Our local VSO and representatives from the Disabled American Veterans (DAV), Deland’s power of attorney for VA claims, continued to work on Angie’s appeal. Sometime during those years Angie asked if I could help with her claim. She signed a Release of Information so I could access information about Deland’s case. I obtained a copy of his records. Our VSO explained that without an autopsy or some new information the VA would never approve the claim. The appeal-denial cycle continued up the VA appeals ladder. On March 20, 2013, I helped Angie fill out the “Appeal To Board Of Veterans’ Appeals.” It was the top rung on the VA appeals ladder.
I took the form home, spread Deland’s file on my desk, and again read through almost fourteen years of denials, knowing something was terribly wrong that our government should be denying this widow because of her husband’s religious values. As I combed through the documents I made an interesting discovery; I knew the coroner who had written “natural causes” on Deland’s death certificate. Over the years his wife and mine have attended bible study groups together.
I contacted the coroner, explained the situation, and asked if he might review the case. After reading Deland’s VA records and revisiting his own files from 1999 when Deland was brought into the local hospital the day of his fatal heart attack, the coroner wrote the following statement.
An excerpt—
“The Veterans Administration review states that “the cause of death was suspected cardiac condition; however natural cause was indicated on the death certificate.” I would like to emphasis that when I do not have autopsy proof of cause of death I always sign the death certificate as “natural causes” unless other evidence indicates that the death was accidental, homicidal, or suicidal. Consequently the death certificate notation of “natural causes” does not mean that the patient did not have a cardiac condition.
On the contrary the history in this case suggests to me that most likely this man did in fact die of a cardiac condition, namely ischemic heart disease.”
On May 29, 2013, I hand-delivered the statement to our VSO officer. She faxed it to the DAV Regional Office in Fargo, North Dakota. The DAV requested that the information be expedited because of Angie’s situation.
On June 17, 2013, I was informed that Angie’s claim had been approved, retroactive to August 1999. With no address and no telephone she could not be contacted. I will not forget that day. Late in the afternoon her daughter called me, collect, and asked if I could help. She and Angie were hitchhiking and stuck at the edge of a small town. Nobody would stop to pick them up and Angie was sitting in the ditch, too tired to go any farther.
Today Angie owns a five bedroom home—mortgage free—and is reunited with her daughters. They are in the process of reintegrating the children from foster homes back into the family.
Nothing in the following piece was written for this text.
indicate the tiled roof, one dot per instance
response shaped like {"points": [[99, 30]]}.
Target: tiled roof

I stop by and visit Angie and her family once or twice a week. The last time I visited she asked me to tell her story. Over a year has gone by since she moved into her new home and I think she’s had time to reflect. Several times over the past year she has provided shelter to homeless friends. I still bring meat occasionally—it’s gotten to be a habit. She and I recently visited an attorney and created an irrevocable trust, twilighted when her last grandchild dies. Never will they be homeless.
Fifteen years ago when this journey began, I told Angie that what my wife and I shared with her was a gift. Today I feel that what Angie has shared with us is a greater gift than she can ever realize.